Understanding critical points is fundamental when analyzing functions and their extrema. Critical points occur when the first derivative of a function is either equal to zero or is undefined. They are essential because they help identify where the graph of a function may have a horizontal tangent line or a cusp, which are the usual suspects for local maxima or minima, or other interesting behavior.

For instance, let's consider the function provided: \( h(x)=2 \tanh x-x \). To find its critical points, we take its derivative and look for where this derivative equals zero. So when we calculate \( h'(x) = 2 \sech^{2}x - 1 \) and set it equal to zero, we're essentially finding the x-values where the slope of \( h(x) \) is horizontal. After solving \( 2 \sech^{2}x - 1 = 0 \), we get the critical points as approximately \( \pm 0.88 \), which are essential to determining the behavior of the function on the graph.

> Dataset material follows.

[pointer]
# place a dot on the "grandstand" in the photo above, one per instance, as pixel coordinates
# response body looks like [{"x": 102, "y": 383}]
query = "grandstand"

Hyperbolic functions, such as \( \tanh x \) and \( \sech x \), behave similarly to trigonometric functions and are prevalent in certain areas of calculus, particularly when dealing with problems that involve rates of change in a hyperbolic context. The derivatives of hyperbolic functions help us find critical points where the function's graph changes direction.

For example, in the derivative of \( h(x) = 2 \tanh x - x \), we see the term \( 2 \sech^{2}x \) arise, which is the derivative of \( 2 \tanh x \). It is crucial to understand how the basic derivatives of hyperbolic functions are derived and how to apply them. Remember that the function \( \tanh x \) is expressed as the ratio of \( \sinh x \) to \( \cosh x \), and the derivative of \( \tanh x \) results in \( \sech^{2}x \), which helps in finding the critical points for the function.

The second derivative test is a convenient method to determine the nature of the critical points found. By taking the second derivative of a function and evaluating it at the critical points, we can classify these points as either relative maxima, minima, or points of inflection. If the second derivative at a critical point is positive, the function has a local minimum there; if it's negative, the function has a local maximum. If it's zero, the test is inconclusive, and one may need to explore further methods such as the first derivative test or higher-order derivatives.

For our practice function \( h(x) \), after finding the second derivative \( h''(x) = -4 \sech^{2}x \tanh x \), we substitute the critical points to test each. The positive result implies that the function \( h(x) \) has relative minimums at these points. This is a powerful way to not only find but also classify the extrema of the function.